Legislative Proposals Related to the Income Tax Act
Flow-Through Shares — Time Extension
1 (1) Section 66 of the Income Tax Act is amended by adding the following after subsection (12.6):
COVID-19 – time extension to 36 months
(12.6001) The references to "24 months" in subsections (12.6) and (12.62) are to be read as references to "36 months" in respect of agreements entered into after February 2018 and before 2021.

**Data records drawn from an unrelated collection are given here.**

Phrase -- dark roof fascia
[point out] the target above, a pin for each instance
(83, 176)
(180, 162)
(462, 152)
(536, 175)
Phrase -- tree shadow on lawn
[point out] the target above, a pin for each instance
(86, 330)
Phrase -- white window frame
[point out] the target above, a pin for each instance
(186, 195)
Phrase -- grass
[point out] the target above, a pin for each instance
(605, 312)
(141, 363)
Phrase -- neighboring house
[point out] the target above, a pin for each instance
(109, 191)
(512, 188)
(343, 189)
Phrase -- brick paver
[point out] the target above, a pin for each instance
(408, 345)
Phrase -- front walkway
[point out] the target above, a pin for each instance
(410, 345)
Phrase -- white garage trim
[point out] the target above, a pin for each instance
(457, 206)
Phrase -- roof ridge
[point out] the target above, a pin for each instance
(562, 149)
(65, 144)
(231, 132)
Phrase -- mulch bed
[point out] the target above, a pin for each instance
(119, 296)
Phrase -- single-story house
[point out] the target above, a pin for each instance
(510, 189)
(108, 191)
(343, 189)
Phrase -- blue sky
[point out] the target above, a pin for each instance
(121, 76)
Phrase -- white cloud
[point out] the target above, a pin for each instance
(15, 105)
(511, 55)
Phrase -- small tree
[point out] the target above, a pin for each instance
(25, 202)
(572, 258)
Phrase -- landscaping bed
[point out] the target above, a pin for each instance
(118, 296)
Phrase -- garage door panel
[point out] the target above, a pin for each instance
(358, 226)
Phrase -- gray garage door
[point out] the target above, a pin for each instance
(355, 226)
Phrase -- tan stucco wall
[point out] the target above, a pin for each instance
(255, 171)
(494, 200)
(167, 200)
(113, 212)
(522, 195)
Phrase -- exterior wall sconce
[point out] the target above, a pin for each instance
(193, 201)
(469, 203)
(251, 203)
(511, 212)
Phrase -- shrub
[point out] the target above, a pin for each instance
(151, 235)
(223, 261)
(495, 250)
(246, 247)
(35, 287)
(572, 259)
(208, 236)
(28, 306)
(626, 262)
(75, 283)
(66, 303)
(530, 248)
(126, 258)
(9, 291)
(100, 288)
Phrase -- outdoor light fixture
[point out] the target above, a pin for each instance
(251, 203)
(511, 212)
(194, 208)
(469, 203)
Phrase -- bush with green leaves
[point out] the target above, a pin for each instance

(2) Section 66 of the Act is amended by adding the following after subsection (12.73):
COVID-19 – agreements in 2019 or 2020
(12.731) If an agreement is entered into in 2019 or 2020 by a corporation to issue flow-through shares of the corporation,
(a) the reference in subparagraph (12.73)(a)(ii) to "at the end of the year" is to be read as a reference to "at the end of the subsequent year"; and
(b) the reference in paragraph (12.73)(c) to "before March of the calendar year" is to be read as a reference to "before March of the second calendar year".
2 Section 211.91 of the Act is amended by adding the following after subsection (2):
COVID-19 – expenses deemed incurred earlier
(2.1) If an agreement referred to in subsection 66(12.66) was made in 2019 or 2020,
(a) the reference in subsection (2) to "the following calendar year" is to be read as a reference to "the second following calendar year"; and
(b) for the purposes of this section and, where subparagraph (iii) applies, paragraph 66(12.66)(a), Canadian exploration expenses incurred by a corporation in respect of the agreement in a particular month in a calendar year are deemed to have been incurred
(i) in January 2020, if the expenses were incurred in 2020 and the agreement was entered into in 2019,
(ii) in January 2021, if the expenses were incurred in 2021 and the agreement was entered into in 2020, and
(iii) 12 months earlier, in any other case.